Parameter                | Coefficient |     SE |             95% CI | t(155) |      p
--------------------------------------------------------------------------------------
(Intercept)              |      -93.51 | 302.42 | [-690.90,  503.89] |  -0.31 | 0.758 
wbank_incomeLow          |      -68.39 | 112.63 | [-290.88,  154.11] |  -0.61 | 0.545 
wbank_incomeLower-middle |     -148.19 |  73.52 | [-293.42,   -2.97] |  -2.02 | 0.046 
wbank_incomeUpper-middle |     -267.91 |  60.30 | [-387.02, -148.81] |  -4.44 | < .001
hale_2000                |       57.44 |   4.20 | [  49.14,   65.74] |  13.67 | < .001
births_attend            |        4.84 |   1.79 | [   1.31,    8.37] |   2.71 | 0.008 
ihr_core_cap             |        3.80 |   1.51 | [   0.81,    6.79] |   2.51 | 0.013 
avg_tempc                |       -5.51 |   2.80 | [ -11.05,    0.03] |  -1.97 | 0.051 
covid_vax100             |        2.65 |   1.09 | [   0.49,    4.81] |   2.42 | 0.017 

Model: (hale_all^2) ~ wbank_income + hale_2000 + births_attend + ihr_core_cap + avg_tempc + covid_vax100 (164 Observations)
Sigma: 254.088 (df = 155)
RMSE : 247.017
R2: 0.881; adjusted R2: 0.874


Uncertainty intervals (equal-tailed) and p-values (two-tailed) computed
  using a Wald t-distribution approximation.

model_performance(fit_cc)

# Indices of model performance

AIC   |  AICc |   BIC |    R2 | R2 (adj.) |    RMSE |   Sigma
-------------------------------------------------------------
715.1 | 716.5 | 746.1 | 0.881 |     0.874 | 247.017 | 254.088

21.7.2 After Single Imputation

fit_si <- lm((hale_all^2) ~ wbank_income + hale_2000 +
               births_attend + ihr_core_cap +
               avg_tempc + covid_vax100,
             data = ctry_si)

model_parameters(fit_si, ci = 0.95, pretty_names = FALSE, include_info = TRUE)
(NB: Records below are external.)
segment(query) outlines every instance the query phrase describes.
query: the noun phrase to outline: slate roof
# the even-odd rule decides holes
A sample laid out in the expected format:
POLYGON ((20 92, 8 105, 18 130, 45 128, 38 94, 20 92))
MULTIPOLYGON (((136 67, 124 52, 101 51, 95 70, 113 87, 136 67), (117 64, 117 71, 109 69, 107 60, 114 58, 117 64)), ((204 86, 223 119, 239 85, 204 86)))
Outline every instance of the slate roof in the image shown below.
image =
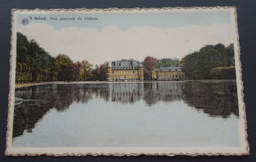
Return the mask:
POLYGON ((119 60, 111 63, 113 69, 137 69, 141 67, 140 62, 136 60, 119 60))
POLYGON ((181 71, 181 67, 160 67, 155 68, 154 71, 181 71))

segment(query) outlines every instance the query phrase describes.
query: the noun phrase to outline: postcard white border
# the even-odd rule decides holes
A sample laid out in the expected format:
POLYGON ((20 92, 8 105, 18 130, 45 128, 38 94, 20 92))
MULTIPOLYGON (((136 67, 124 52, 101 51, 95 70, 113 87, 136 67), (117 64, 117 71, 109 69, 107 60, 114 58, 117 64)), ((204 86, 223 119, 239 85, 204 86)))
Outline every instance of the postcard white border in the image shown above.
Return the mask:
POLYGON ((236 7, 176 7, 176 8, 132 8, 132 9, 49 9, 49 10, 27 10, 27 9, 13 9, 12 10, 12 35, 11 35, 11 51, 10 51, 10 73, 9 73, 9 97, 8 97, 8 120, 7 120, 7 134, 6 134, 6 151, 7 156, 139 156, 139 155, 187 155, 187 156, 218 156, 218 155, 248 155, 249 144, 247 141, 247 122, 245 114, 245 103, 243 94, 243 81, 242 81, 242 66, 240 61, 240 45, 237 25, 236 7), (231 24, 235 31, 234 50, 235 50, 235 68, 236 68, 236 81, 237 81, 237 94, 239 105, 240 120, 238 123, 240 147, 50 147, 50 148, 17 148, 12 147, 12 130, 13 130, 13 115, 14 115, 14 93, 15 93, 15 60, 16 60, 16 32, 17 32, 17 15, 19 14, 43 14, 43 13, 109 13, 109 12, 184 12, 184 11, 229 11, 231 13, 231 24))

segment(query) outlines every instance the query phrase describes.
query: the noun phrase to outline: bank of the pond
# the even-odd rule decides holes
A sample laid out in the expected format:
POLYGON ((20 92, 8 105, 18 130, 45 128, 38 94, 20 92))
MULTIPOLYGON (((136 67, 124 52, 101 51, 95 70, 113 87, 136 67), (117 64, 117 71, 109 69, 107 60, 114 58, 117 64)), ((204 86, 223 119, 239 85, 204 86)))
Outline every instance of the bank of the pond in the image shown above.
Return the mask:
POLYGON ((32 82, 32 83, 18 83, 15 84, 15 88, 22 88, 22 87, 30 87, 30 86, 38 86, 38 85, 46 85, 46 84, 73 84, 73 83, 105 83, 105 82, 153 82, 153 81, 235 81, 235 79, 224 79, 224 80, 181 80, 181 81, 157 81, 157 80, 147 80, 147 81, 51 81, 51 82, 32 82))

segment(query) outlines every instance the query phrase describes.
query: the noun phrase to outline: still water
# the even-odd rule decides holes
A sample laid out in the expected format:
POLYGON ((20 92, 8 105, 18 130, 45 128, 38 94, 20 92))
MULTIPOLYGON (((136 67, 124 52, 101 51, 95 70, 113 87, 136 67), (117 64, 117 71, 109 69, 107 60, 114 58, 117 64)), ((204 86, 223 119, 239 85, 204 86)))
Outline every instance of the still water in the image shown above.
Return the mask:
POLYGON ((49 84, 15 97, 15 147, 239 145, 235 81, 49 84))

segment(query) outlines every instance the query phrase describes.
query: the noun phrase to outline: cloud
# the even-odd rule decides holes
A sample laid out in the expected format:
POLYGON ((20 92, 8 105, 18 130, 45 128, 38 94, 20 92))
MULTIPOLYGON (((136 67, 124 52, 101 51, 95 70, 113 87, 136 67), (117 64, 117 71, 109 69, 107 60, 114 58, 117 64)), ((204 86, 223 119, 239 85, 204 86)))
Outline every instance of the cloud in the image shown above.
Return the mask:
POLYGON ((185 26, 160 29, 153 27, 133 27, 123 31, 117 26, 101 30, 68 27, 55 30, 45 23, 27 25, 18 29, 29 39, 35 39, 52 56, 67 54, 73 61, 88 60, 91 64, 146 56, 182 58, 189 52, 209 44, 232 43, 230 24, 185 26))

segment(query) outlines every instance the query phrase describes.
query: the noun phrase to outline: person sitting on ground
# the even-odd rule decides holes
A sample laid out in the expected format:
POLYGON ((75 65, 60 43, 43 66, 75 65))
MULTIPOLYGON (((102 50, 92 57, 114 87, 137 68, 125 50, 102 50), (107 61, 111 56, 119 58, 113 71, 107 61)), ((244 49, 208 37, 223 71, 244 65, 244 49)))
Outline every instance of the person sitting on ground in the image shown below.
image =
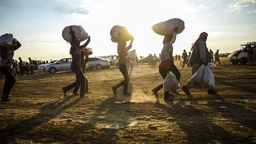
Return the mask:
MULTIPOLYGON (((208 66, 209 62, 211 61, 210 54, 205 43, 208 36, 207 33, 202 32, 200 34, 199 38, 192 45, 191 48, 192 53, 188 60, 188 62, 192 66, 191 71, 192 75, 196 73, 198 69, 203 64, 208 66)), ((190 81, 185 86, 183 86, 181 89, 186 94, 190 95, 189 89, 196 84, 196 83, 195 82, 190 81)), ((213 88, 208 89, 208 94, 213 94, 217 93, 217 91, 215 91, 213 88)))
POLYGON ((3 101, 11 100, 9 95, 16 82, 16 79, 11 71, 14 55, 14 51, 18 49, 21 44, 16 39, 13 39, 11 45, 0 46, 0 71, 5 77, 1 100, 3 101))

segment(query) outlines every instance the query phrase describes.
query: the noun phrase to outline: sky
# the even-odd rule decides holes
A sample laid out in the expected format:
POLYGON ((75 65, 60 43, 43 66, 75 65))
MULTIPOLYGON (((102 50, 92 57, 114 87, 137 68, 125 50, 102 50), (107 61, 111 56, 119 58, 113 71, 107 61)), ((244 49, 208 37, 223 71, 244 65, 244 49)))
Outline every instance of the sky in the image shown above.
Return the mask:
POLYGON ((61 34, 71 25, 82 26, 90 36, 93 56, 117 54, 110 34, 116 25, 133 35, 131 50, 138 56, 158 55, 163 37, 151 27, 176 18, 185 29, 173 45, 174 54, 189 52, 204 31, 208 49, 220 53, 256 41, 256 0, 1 0, 0 17, 0 34, 11 33, 20 42, 14 58, 24 60, 70 57, 61 34))

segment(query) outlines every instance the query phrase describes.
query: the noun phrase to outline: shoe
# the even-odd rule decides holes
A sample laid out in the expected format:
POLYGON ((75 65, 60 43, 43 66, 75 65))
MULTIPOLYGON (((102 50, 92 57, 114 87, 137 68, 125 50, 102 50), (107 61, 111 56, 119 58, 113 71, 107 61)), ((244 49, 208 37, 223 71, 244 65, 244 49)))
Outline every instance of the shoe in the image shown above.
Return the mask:
POLYGON ((151 89, 151 91, 155 95, 155 96, 156 96, 157 99, 158 97, 158 95, 157 94, 157 90, 156 89, 156 88, 154 88, 153 89, 151 89))
POLYGON ((113 93, 115 95, 116 93, 116 89, 115 89, 115 88, 114 87, 114 86, 112 86, 111 87, 111 89, 112 89, 112 90, 113 91, 113 93))
POLYGON ((216 94, 218 92, 217 91, 214 90, 214 89, 211 88, 208 89, 208 92, 207 93, 210 95, 216 94))
POLYGON ((11 101, 11 99, 9 98, 9 97, 8 96, 2 96, 1 97, 1 100, 3 101, 11 101))
POLYGON ((124 92, 123 93, 123 96, 131 96, 131 94, 130 93, 128 93, 127 92, 124 92))
POLYGON ((62 90, 63 91, 63 94, 64 94, 64 97, 67 97, 67 91, 64 89, 64 87, 62 88, 62 90))
POLYGON ((80 98, 88 98, 89 97, 88 97, 88 96, 86 96, 84 95, 80 95, 80 98))
POLYGON ((77 92, 73 92, 73 94, 75 96, 78 96, 79 95, 79 93, 78 93, 77 92))
POLYGON ((177 95, 180 95, 180 93, 177 91, 177 90, 175 91, 173 91, 173 92, 171 92, 173 93, 176 94, 177 95))
POLYGON ((189 92, 189 90, 188 88, 186 87, 185 86, 183 86, 181 88, 181 89, 184 91, 185 93, 187 95, 191 95, 191 94, 189 92))

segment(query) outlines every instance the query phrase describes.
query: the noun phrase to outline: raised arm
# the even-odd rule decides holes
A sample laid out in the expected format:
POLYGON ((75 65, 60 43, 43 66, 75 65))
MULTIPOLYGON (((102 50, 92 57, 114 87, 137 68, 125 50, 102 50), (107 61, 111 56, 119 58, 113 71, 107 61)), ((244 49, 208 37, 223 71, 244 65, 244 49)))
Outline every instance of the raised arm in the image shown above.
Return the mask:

Parameter                | Coefficient |     SE |             95% CI | t(174) |      p
--------------------------------------------------------------------------------------
(Intercept)              |      -49.82 | 270.59 | [-583.88,  484.25] |  -0.18 | 0.854 
wbank_incomeLow          |      -79.91 |  97.08 | [-271.51,  111.69] |  -0.82 | 0.412 
wbank_incomeLower-middle |     -178.92 |  65.89 | [-308.97,  -48.86] |  -2.72 | 0.007 
wbank_incomeUpper-middle |     -293.54 |  56.08 | [-404.22, -182.87] |  -5.23 | < .001
hale_2000                |       57.96 |   3.67 | [  50.72,   65.20] |  15.80 | < .001
births_attend            |        4.50 |   1.63 | [   1.29,    7.72] |   2.76 | 0.006 
ihr_core_cap             |        3.75 |   1.41 | [   0.97,    6.53] |   2.66 | 0.008 
avg_tempc                |       -6.47 |   2.60 | [ -11.60,   -1.35] |  -2.49 | 0.014 
covid_vax100             |        2.64 |   0.98 | [   0.70,    4.57] |   2.69 | 0.008 

Model: (hale_all^2) ~ wbank_income + hale_2000 + births_attend + ihr_core_cap + avg_tempc + covid_vax100 (183 Observations)
Sigma: 245.647 (df = 174)
RMSE : 239.530
R2: 0.892; adjusted R2: 0.887


Uncertainty intervals (equal-tailed) and p-values (two-tailed) computed
  using a Wald t-distribution approximation.

model_performance(fit_si)

# Indices of model performance

AIC   |  AICc |   BIC |    R2 | R2 (adj.) |    RMSE |   Sigma
-------------------------------------------------------------
783.1 | 784.3 | 815.1 | 0.892 |     0.887 | 239.530 | 245.647

21.7.3 Multiple Imputation

As mentioned earlier, I am dropping the observations with no information on my outcome (hale_all) which is the ctry_cc data. Then I am building 15 imputations, because I am missing data on just over 10% of cases within ctry_cc.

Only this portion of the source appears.